Now you’ve experienced a BJJ competition what was the worst thing about the day?
This isn’t unusual and she wasn’t alone in feeling this, virtually everyone experiences some form of competition nerves. Everyone gets nerves when you are facing a challenge and depending how you handle them they can be a good thing. Having said that, very few people actually like feeling nervous!
Now we know what the worst thing about the day was let get more positive and find out what the best thing about the day was?
“The atmosphere there was great!!! The support and cheering for team mates. I was so proud of everyone who participated!”
We always have a great team approach to any event but it was great to see our women’s team working together at the event. Vicki Harold and Cat Goy (our more experienced female blue belts) giving advice and support between matches with Stealth BJJ Head Coach Steve Campbell providing valuable coaching for the matches themselves. It was a great team effort.
You planned to increase your training as part of your preparation. Did taking part in the competition actually have any effect on your training?
I used to train 2-3 times a week. But I doubled up to 4-6 times a week and had a few private class with Chau. I did a lot more drilling than rolling.
Isabel set herself a goal on the run up and it was great to see that she stuck to it. That is the great thing about competing, win or lose it is a great way to focus your training. The target of a competition is a great way to motivate you to get down to the mats and focus on your jiu Jitsu.

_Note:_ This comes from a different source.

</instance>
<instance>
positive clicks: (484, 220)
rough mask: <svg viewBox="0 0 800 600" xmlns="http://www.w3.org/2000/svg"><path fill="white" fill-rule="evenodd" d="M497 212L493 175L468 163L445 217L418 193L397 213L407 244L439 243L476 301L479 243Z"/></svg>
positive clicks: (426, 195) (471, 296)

Additionally Isabel had privates to help focus on her own needs (Stealth have a range of coaches who can offer private tuition) and then drilled and worked the technique. For me drilling is the best way to get comfortable with new techniques and movements. Plus it is less intense than rolling all the time, which will have helped Isabel to hit the 4-6 days a week training, in addition to working full time.
Was there anything about the competition that was different to how you had imagined it?
“Not really! Even though it was a local competition, it was fully registered for and there were a lot of people there with a lot of experience. It did help it was well organised.”
The BJJ 24/7 competitions are well established and are some of the most well attended in the country. The Manchester Open especially has been running a number of years and is always well attended as well as attracting a high calibre of participants. As local competitions go this was a high quality but challenging event.
We all know that hindsight is a wonderful thing and when we look back at an event we might have done things differently so I asked the obvious question:
If you could give advice to yourself before competing what would that advice be?
I would remind myself to break grips and guards before moving on. But the most important thing is to enjoy the process and day.
The realisation about grips breaking does come with experience and she has certainly learnt it quicker than I did! But coming away with learning, win or lose is important. But I think Isabel is definitely right, the most important thing by far is enjoying yourself.
Isabel was far from our only competitor or medallist on the day. Stealth BJJ had a really great team turnout at the BJJ 24/7 Manchester Open. All the guys did amazing and Stealth BJJ managed to take 2nd place in the Team awards. Winning a hand painted skateboard deck as our team prize.